En quoi cette organisation peut-elle influencer le développement de l’escrime en Côte d’Ivoire
Notre ambition est de populariser davantage l’escrime auprès de la jeunesse ivoirienne. Beaucoup de jeunes connaissent encore très peu cette discipline. En organisant ce championnat à domicile, nous voulons rapprocher l’escrime du grand public et susciter de nouvelles vocations.
Les ambitions de la Côte d’Ivoire sur la scène internationale, notamment aux Jeux olympiques, sont de quel ordre ?
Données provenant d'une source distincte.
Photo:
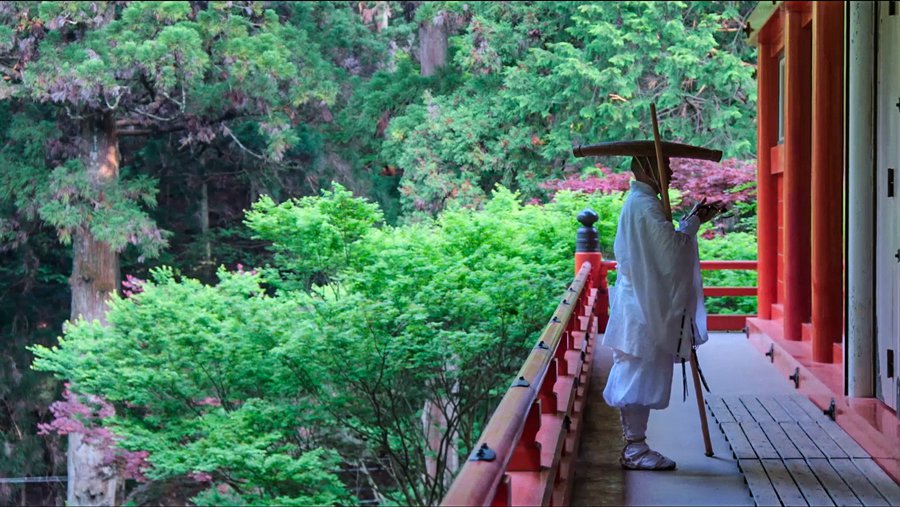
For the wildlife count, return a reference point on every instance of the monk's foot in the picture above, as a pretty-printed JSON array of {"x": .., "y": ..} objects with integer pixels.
[{"x": 639, "y": 456}]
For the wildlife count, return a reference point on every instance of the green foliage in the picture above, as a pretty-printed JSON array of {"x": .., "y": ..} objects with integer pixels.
[
  {"x": 540, "y": 76},
  {"x": 272, "y": 381},
  {"x": 313, "y": 237},
  {"x": 197, "y": 378},
  {"x": 229, "y": 381},
  {"x": 731, "y": 246}
]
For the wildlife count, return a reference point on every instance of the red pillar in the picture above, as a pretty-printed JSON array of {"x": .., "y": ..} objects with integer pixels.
[
  {"x": 796, "y": 172},
  {"x": 766, "y": 212},
  {"x": 827, "y": 178}
]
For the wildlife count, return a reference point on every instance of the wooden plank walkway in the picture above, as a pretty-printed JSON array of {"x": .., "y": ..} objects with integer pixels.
[{"x": 792, "y": 454}]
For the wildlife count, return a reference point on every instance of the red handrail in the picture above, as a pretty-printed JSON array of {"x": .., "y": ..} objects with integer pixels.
[
  {"x": 721, "y": 322},
  {"x": 538, "y": 413}
]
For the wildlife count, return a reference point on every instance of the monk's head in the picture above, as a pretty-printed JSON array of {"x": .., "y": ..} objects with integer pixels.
[{"x": 644, "y": 169}]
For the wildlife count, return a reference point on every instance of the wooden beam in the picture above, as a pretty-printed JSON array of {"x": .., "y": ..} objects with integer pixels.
[
  {"x": 796, "y": 211},
  {"x": 766, "y": 209}
]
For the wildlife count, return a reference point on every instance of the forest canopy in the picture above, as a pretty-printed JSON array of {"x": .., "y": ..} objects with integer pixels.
[{"x": 235, "y": 191}]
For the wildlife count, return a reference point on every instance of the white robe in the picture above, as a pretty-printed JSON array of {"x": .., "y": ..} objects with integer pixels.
[{"x": 657, "y": 311}]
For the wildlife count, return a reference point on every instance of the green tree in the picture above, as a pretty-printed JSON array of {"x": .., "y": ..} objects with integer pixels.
[
  {"x": 113, "y": 70},
  {"x": 540, "y": 76},
  {"x": 223, "y": 380}
]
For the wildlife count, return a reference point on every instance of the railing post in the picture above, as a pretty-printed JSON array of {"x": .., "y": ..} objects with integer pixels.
[
  {"x": 527, "y": 455},
  {"x": 587, "y": 249}
]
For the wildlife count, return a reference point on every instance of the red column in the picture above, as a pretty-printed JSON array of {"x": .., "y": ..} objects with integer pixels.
[
  {"x": 767, "y": 219},
  {"x": 827, "y": 169},
  {"x": 796, "y": 172}
]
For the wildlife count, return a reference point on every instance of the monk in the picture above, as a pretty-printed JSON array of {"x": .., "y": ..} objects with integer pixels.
[{"x": 657, "y": 315}]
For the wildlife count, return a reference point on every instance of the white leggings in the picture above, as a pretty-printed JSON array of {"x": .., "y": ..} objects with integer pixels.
[{"x": 634, "y": 422}]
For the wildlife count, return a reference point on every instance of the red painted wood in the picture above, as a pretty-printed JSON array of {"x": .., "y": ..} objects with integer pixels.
[
  {"x": 527, "y": 454},
  {"x": 716, "y": 265},
  {"x": 827, "y": 178},
  {"x": 779, "y": 263},
  {"x": 705, "y": 265},
  {"x": 726, "y": 322},
  {"x": 797, "y": 276},
  {"x": 777, "y": 152},
  {"x": 766, "y": 211},
  {"x": 478, "y": 481}
]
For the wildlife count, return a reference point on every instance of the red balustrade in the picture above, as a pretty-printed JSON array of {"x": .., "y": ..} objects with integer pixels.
[
  {"x": 722, "y": 322},
  {"x": 525, "y": 455}
]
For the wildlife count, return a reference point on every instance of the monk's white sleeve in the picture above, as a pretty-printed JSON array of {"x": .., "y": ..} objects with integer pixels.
[{"x": 689, "y": 226}]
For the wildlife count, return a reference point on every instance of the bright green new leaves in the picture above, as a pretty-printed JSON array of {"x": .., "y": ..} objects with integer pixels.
[
  {"x": 197, "y": 380},
  {"x": 314, "y": 237},
  {"x": 538, "y": 77},
  {"x": 259, "y": 391}
]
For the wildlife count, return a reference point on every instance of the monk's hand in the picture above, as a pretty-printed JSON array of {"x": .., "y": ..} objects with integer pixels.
[
  {"x": 696, "y": 208},
  {"x": 706, "y": 212}
]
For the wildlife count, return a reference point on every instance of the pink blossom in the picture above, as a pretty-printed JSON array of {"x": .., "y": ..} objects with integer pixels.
[
  {"x": 84, "y": 414},
  {"x": 132, "y": 285},
  {"x": 200, "y": 476},
  {"x": 210, "y": 401}
]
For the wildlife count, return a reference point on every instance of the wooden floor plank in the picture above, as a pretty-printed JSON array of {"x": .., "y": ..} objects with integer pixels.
[
  {"x": 759, "y": 441},
  {"x": 780, "y": 441},
  {"x": 809, "y": 486},
  {"x": 837, "y": 489},
  {"x": 825, "y": 443},
  {"x": 719, "y": 409},
  {"x": 800, "y": 440},
  {"x": 757, "y": 411},
  {"x": 783, "y": 483},
  {"x": 862, "y": 488},
  {"x": 814, "y": 412},
  {"x": 740, "y": 446},
  {"x": 793, "y": 410},
  {"x": 843, "y": 439},
  {"x": 738, "y": 410},
  {"x": 760, "y": 487},
  {"x": 882, "y": 481},
  {"x": 775, "y": 409}
]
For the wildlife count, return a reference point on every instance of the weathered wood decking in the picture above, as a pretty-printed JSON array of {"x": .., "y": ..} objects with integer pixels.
[{"x": 791, "y": 454}]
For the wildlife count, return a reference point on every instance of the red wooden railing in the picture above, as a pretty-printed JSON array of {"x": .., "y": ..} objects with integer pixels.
[
  {"x": 525, "y": 455},
  {"x": 713, "y": 322}
]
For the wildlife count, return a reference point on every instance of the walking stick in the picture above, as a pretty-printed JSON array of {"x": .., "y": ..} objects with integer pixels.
[{"x": 664, "y": 193}]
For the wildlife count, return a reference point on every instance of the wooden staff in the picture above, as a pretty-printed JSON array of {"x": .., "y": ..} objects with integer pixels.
[{"x": 664, "y": 193}]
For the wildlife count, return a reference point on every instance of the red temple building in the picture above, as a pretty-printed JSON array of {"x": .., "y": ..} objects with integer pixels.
[
  {"x": 829, "y": 218},
  {"x": 808, "y": 409}
]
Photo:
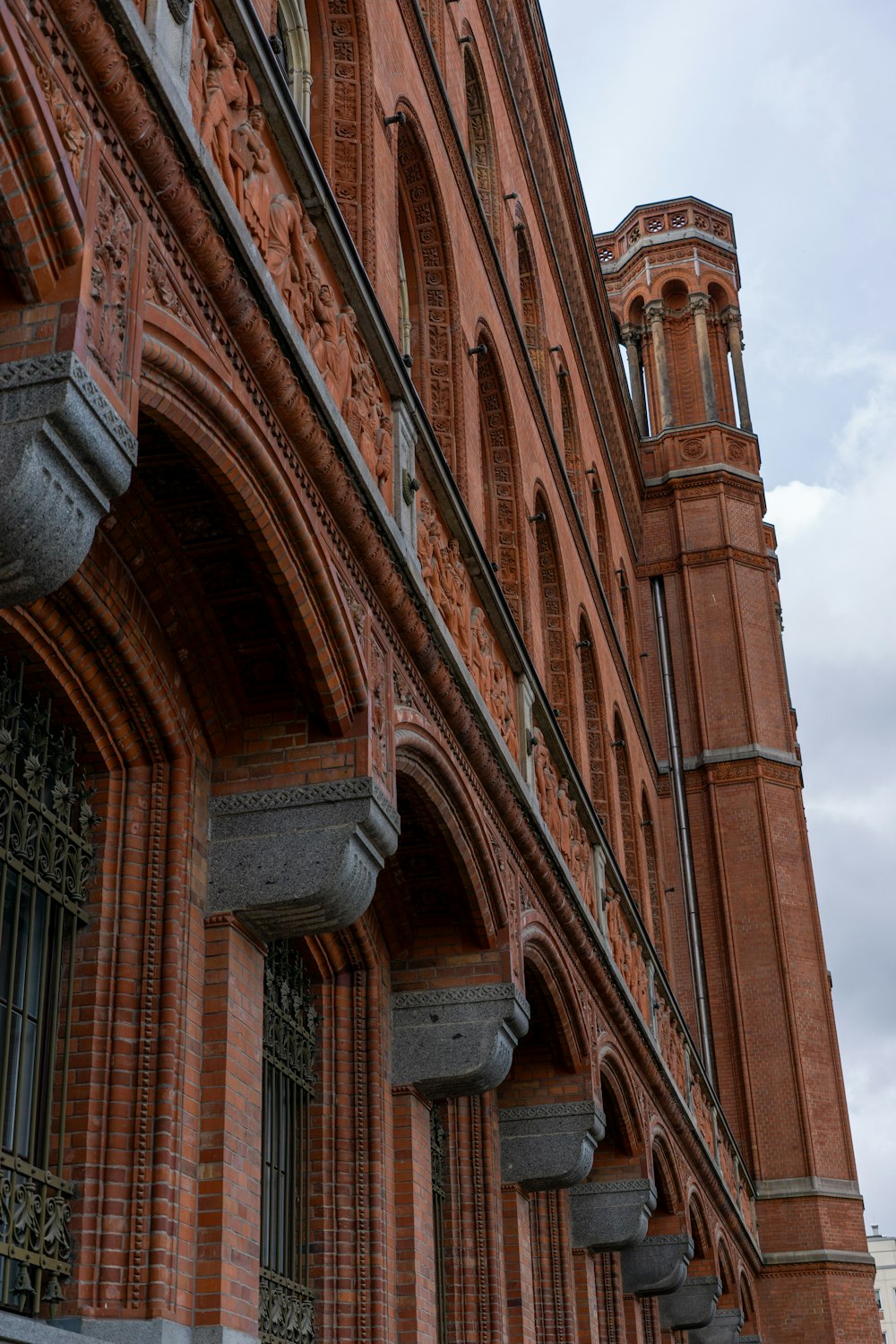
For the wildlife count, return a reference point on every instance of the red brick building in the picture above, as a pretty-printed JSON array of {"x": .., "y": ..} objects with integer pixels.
[{"x": 406, "y": 916}]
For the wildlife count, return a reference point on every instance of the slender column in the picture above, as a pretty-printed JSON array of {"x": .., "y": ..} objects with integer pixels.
[
  {"x": 699, "y": 306},
  {"x": 632, "y": 338},
  {"x": 653, "y": 312},
  {"x": 731, "y": 319}
]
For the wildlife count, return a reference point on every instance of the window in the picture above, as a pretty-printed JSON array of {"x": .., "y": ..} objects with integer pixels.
[
  {"x": 438, "y": 1140},
  {"x": 287, "y": 1304},
  {"x": 46, "y": 859}
]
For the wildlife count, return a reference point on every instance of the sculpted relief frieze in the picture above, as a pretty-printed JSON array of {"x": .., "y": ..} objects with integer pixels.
[{"x": 234, "y": 131}]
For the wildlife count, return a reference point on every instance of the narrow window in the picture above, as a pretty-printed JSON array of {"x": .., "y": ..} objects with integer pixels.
[
  {"x": 438, "y": 1144},
  {"x": 46, "y": 859},
  {"x": 287, "y": 1304}
]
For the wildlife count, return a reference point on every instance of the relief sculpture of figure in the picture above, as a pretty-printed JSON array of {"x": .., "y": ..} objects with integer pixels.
[
  {"x": 226, "y": 99},
  {"x": 257, "y": 182},
  {"x": 289, "y": 255}
]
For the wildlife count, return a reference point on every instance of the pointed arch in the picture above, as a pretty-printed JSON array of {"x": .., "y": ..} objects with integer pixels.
[
  {"x": 479, "y": 140},
  {"x": 293, "y": 50},
  {"x": 651, "y": 873},
  {"x": 500, "y": 475},
  {"x": 626, "y": 811},
  {"x": 430, "y": 287},
  {"x": 594, "y": 725},
  {"x": 571, "y": 441},
  {"x": 555, "y": 626},
  {"x": 532, "y": 311}
]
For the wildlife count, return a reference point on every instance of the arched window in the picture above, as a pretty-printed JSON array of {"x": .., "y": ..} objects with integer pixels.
[
  {"x": 530, "y": 297},
  {"x": 571, "y": 445},
  {"x": 600, "y": 542},
  {"x": 594, "y": 726},
  {"x": 429, "y": 290},
  {"x": 479, "y": 142},
  {"x": 626, "y": 811},
  {"x": 554, "y": 620},
  {"x": 657, "y": 898},
  {"x": 46, "y": 857},
  {"x": 293, "y": 47},
  {"x": 629, "y": 626},
  {"x": 500, "y": 478},
  {"x": 288, "y": 1089}
]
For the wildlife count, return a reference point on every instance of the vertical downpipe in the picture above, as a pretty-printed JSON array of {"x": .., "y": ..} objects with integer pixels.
[{"x": 683, "y": 832}]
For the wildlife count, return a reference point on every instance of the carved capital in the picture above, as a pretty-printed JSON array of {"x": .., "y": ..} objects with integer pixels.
[
  {"x": 65, "y": 454},
  {"x": 659, "y": 1265},
  {"x": 549, "y": 1147},
  {"x": 694, "y": 1305},
  {"x": 300, "y": 860},
  {"x": 457, "y": 1042},
  {"x": 724, "y": 1328},
  {"x": 610, "y": 1215}
]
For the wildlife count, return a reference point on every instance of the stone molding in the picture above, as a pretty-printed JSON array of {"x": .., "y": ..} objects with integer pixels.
[
  {"x": 65, "y": 456},
  {"x": 301, "y": 859},
  {"x": 659, "y": 1265},
  {"x": 694, "y": 1305},
  {"x": 455, "y": 1042},
  {"x": 610, "y": 1215},
  {"x": 549, "y": 1147},
  {"x": 807, "y": 1187},
  {"x": 724, "y": 1328}
]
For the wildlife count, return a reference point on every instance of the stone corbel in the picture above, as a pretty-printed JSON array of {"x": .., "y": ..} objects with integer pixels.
[
  {"x": 301, "y": 859},
  {"x": 659, "y": 1265},
  {"x": 694, "y": 1305},
  {"x": 65, "y": 456},
  {"x": 457, "y": 1042},
  {"x": 610, "y": 1215},
  {"x": 724, "y": 1328},
  {"x": 549, "y": 1147}
]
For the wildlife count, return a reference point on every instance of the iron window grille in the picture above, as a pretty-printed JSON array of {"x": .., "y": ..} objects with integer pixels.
[
  {"x": 287, "y": 1303},
  {"x": 46, "y": 860},
  {"x": 438, "y": 1150}
]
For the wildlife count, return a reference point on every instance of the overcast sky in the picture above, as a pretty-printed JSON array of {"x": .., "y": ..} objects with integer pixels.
[{"x": 782, "y": 112}]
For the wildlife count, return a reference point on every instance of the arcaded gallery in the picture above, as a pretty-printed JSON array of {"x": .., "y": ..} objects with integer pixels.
[{"x": 408, "y": 930}]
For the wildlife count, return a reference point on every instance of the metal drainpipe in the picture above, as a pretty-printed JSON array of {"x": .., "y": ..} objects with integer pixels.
[{"x": 680, "y": 806}]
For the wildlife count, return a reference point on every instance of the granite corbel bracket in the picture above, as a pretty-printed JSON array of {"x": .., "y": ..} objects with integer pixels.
[
  {"x": 457, "y": 1042},
  {"x": 724, "y": 1328},
  {"x": 659, "y": 1265},
  {"x": 694, "y": 1305},
  {"x": 549, "y": 1147},
  {"x": 301, "y": 859},
  {"x": 610, "y": 1215},
  {"x": 65, "y": 456}
]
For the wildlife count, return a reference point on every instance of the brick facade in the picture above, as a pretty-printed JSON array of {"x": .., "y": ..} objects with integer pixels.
[{"x": 392, "y": 617}]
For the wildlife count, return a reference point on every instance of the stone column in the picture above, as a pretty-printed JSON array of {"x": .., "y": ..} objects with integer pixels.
[
  {"x": 731, "y": 319},
  {"x": 699, "y": 306},
  {"x": 632, "y": 336},
  {"x": 654, "y": 314}
]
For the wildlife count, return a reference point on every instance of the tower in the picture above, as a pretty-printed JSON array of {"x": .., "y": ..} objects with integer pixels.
[{"x": 762, "y": 994}]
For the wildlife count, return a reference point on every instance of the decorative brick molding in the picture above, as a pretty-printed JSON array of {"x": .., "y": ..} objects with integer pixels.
[
  {"x": 457, "y": 1042},
  {"x": 610, "y": 1215},
  {"x": 65, "y": 454},
  {"x": 303, "y": 859},
  {"x": 724, "y": 1328},
  {"x": 657, "y": 1266},
  {"x": 549, "y": 1147},
  {"x": 694, "y": 1305}
]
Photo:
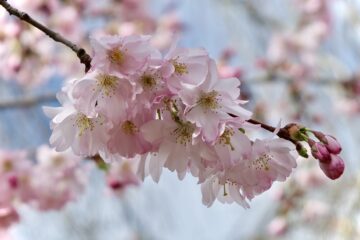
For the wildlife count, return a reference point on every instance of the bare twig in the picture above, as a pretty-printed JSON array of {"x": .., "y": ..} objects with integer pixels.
[{"x": 80, "y": 52}]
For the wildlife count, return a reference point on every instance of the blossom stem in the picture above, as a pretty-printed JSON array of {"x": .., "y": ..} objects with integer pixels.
[
  {"x": 283, "y": 133},
  {"x": 80, "y": 52},
  {"x": 27, "y": 101}
]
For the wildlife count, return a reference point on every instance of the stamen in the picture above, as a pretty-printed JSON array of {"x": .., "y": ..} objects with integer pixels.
[
  {"x": 148, "y": 81},
  {"x": 184, "y": 132},
  {"x": 84, "y": 123},
  {"x": 262, "y": 162},
  {"x": 180, "y": 68},
  {"x": 107, "y": 83},
  {"x": 129, "y": 128},
  {"x": 209, "y": 101},
  {"x": 225, "y": 138},
  {"x": 116, "y": 56}
]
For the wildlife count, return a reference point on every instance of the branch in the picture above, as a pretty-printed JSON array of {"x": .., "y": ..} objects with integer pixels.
[
  {"x": 80, "y": 52},
  {"x": 27, "y": 101}
]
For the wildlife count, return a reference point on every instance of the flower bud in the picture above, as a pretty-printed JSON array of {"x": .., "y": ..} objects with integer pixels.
[
  {"x": 332, "y": 145},
  {"x": 335, "y": 168},
  {"x": 320, "y": 152}
]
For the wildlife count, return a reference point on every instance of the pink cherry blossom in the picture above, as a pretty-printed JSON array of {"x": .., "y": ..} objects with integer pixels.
[
  {"x": 123, "y": 56},
  {"x": 185, "y": 67},
  {"x": 126, "y": 138},
  {"x": 102, "y": 93},
  {"x": 209, "y": 104},
  {"x": 71, "y": 128}
]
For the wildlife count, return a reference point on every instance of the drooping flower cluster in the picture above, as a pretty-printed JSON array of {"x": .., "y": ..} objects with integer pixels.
[
  {"x": 50, "y": 183},
  {"x": 172, "y": 112}
]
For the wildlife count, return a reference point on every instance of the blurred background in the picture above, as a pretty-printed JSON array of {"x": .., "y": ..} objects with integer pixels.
[{"x": 298, "y": 61}]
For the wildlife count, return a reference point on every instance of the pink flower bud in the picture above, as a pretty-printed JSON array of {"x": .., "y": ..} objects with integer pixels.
[
  {"x": 320, "y": 152},
  {"x": 335, "y": 168},
  {"x": 332, "y": 145},
  {"x": 115, "y": 184}
]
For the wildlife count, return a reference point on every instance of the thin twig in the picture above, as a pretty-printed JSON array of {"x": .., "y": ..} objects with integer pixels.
[
  {"x": 27, "y": 101},
  {"x": 80, "y": 52}
]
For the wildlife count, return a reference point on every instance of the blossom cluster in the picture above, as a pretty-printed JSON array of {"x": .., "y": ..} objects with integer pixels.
[
  {"x": 171, "y": 112},
  {"x": 24, "y": 48},
  {"x": 49, "y": 183}
]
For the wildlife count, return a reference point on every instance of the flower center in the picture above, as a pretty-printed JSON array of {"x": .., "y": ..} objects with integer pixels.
[
  {"x": 116, "y": 56},
  {"x": 180, "y": 68},
  {"x": 107, "y": 83},
  {"x": 84, "y": 123},
  {"x": 209, "y": 101},
  {"x": 148, "y": 81},
  {"x": 129, "y": 128},
  {"x": 262, "y": 162},
  {"x": 183, "y": 133},
  {"x": 225, "y": 138}
]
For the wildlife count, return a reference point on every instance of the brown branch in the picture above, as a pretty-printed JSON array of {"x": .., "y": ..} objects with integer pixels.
[
  {"x": 27, "y": 101},
  {"x": 283, "y": 133},
  {"x": 80, "y": 52}
]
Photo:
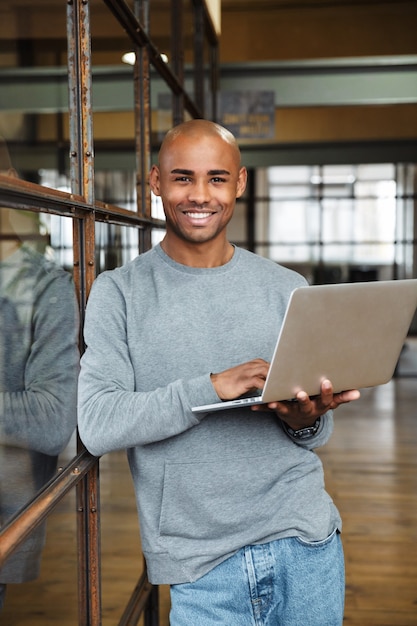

La Côte d’Ivoire est une jeune nation d’escrime mais elle a déjà participé à plusieurs éditions des Jeux olympiques, notamment en 2016 et en 2024. Notre ambition est de continuer à nous qualifier et, à long terme, de pouvoir rivaliser pour des médailles. Une participation aux Jeux olympiques est déjà une étape importante mais l’objectif ultime reste d’améliorer nos performances.
En vue de rivaliser avec les meilleures nations africaines, quels sont les obstacles majeurs que la Fédération ivoirienne d’escrime doit surmonter ?
Le plus grand défi est celui de la formation. Nous devons former davantage nos athlètes, nos entraîneurs et nos encadreurs techniques. Sans une formation solide et des moyens suffisants, il sera difficile de franchir un cap. Nous faisons beaucoup avec le bénévolat mais l’accompagnement de la tutelle et des partenaires est indispensable.
Quelles initiatives avez-vous mises en place dans ce sens ?
Le Directeur technique national dispose de plusieurs projets, notamment l’introduction de l’escrime dans les établissements scolaires afin de détecter de jeunes talents. Il faut aller vers les jeunes, identifier les meilleurs profils et les accompagner progressivement vers le haut niveau.
Quel message à l’endroit des Ivoiriens ?
Je voudrais remercier l’État de Côte d’Ivoire, la Direction technique, les bénévoles, les partenaires, la presse et tous ceux qui nous soutiennent. Organiser un Championnat d’Afrique et obtenir des médailles dans une discipline aussi exigeante que l’escrime est une satisfaction. Nous appelons les Ivoiriens à continuer de nous soutenir afin que l’escrime puisse grandir et s’imposer davantage dans notre pays.